The first thing I did when I learned my son had food allergies was to schedule lunch with a friend who’s been there. I asked questions about food prep, allergy-friendly brands, and even the fears I now had. It was great to hear from someone who had been there and had great tips.

I also found a few great groups on Facebook. I’m in the “No Nuts Moms Support Group” and “Food Allergy Moms” groups, among some others. People ask questions about food items or epi pen cases, share their experiences with different brands and new foods, exchange tried-and-true recipes, and provide general all-around support.

Obviously, you don’t want to take anyone’s experiences as your guide without also consulting your doctor (and common sense), but it’s a great place to start! 

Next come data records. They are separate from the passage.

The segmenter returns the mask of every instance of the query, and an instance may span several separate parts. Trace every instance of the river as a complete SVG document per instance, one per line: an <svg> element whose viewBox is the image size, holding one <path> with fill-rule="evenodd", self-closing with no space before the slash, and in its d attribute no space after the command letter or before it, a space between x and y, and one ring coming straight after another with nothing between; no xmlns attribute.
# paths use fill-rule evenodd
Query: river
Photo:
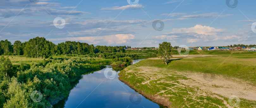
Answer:
<svg viewBox="0 0 256 108"><path fill-rule="evenodd" d="M142 60L134 60L133 64ZM69 97L54 107L163 108L119 81L119 71L106 66L101 70L83 75L79 81L71 84L75 87Z"/></svg>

food allergy trick-or-treating - Splendry

These Facebook groups are a valuable resource when it comes to getting info on things like tackling Halloween with a food allergy child!

3. Find some trusted brands

This will of course vary based on your specific allergies and the production processes you’re comfortable with, but you’re bound to find a few brands to rely on! 

I’m a fan of the Enjoy Life brand (which I learned about through one of those Facebook groups) and also buy some items from the LiveGFree brand sold at Aldi. These have become my go-tos and I know I can find snacks and packaged items that are convenient and easy to take with me, whatever plans we have for the day.

4. Information is your friend

You know those messages on food packages telling you you can call the company with questions and comments? Get ready to take them up on it!

You can call companies to find out about allergens in different products and how things are manufactured. Your allergist’s office should be able to provide you information on how to read ingredient lists and know what items might commonly contain your allergens, but calling every now and then to make sure nothing has changed in a product you’ve grown to trust is necessary. 

5. You make the calls

Don’t feel bad about skipping an environment that won’t be safe for your kids or for sticking to your own rules. Others may not understand (or think you’re overreacting), but you do what you need to do. Before our diagnosis I didn’t understand much about food allergies and have to remind myself others outside this world don’t understand either. 

You might have to explain and remind people over (and over) about your child’s allergies, especially when you’re in a new setting or around new friends. You can help educate, but at the end of the day, you don’t owe anyone an explanation. Do what you’ve got to do to keep your child safe and healthy.

Of course there’s a lot more to food allergies than what I’ve written here. But I hope this gives you a few things to think about, and maybe a little comfort. Sending you lots of love and peace of mind.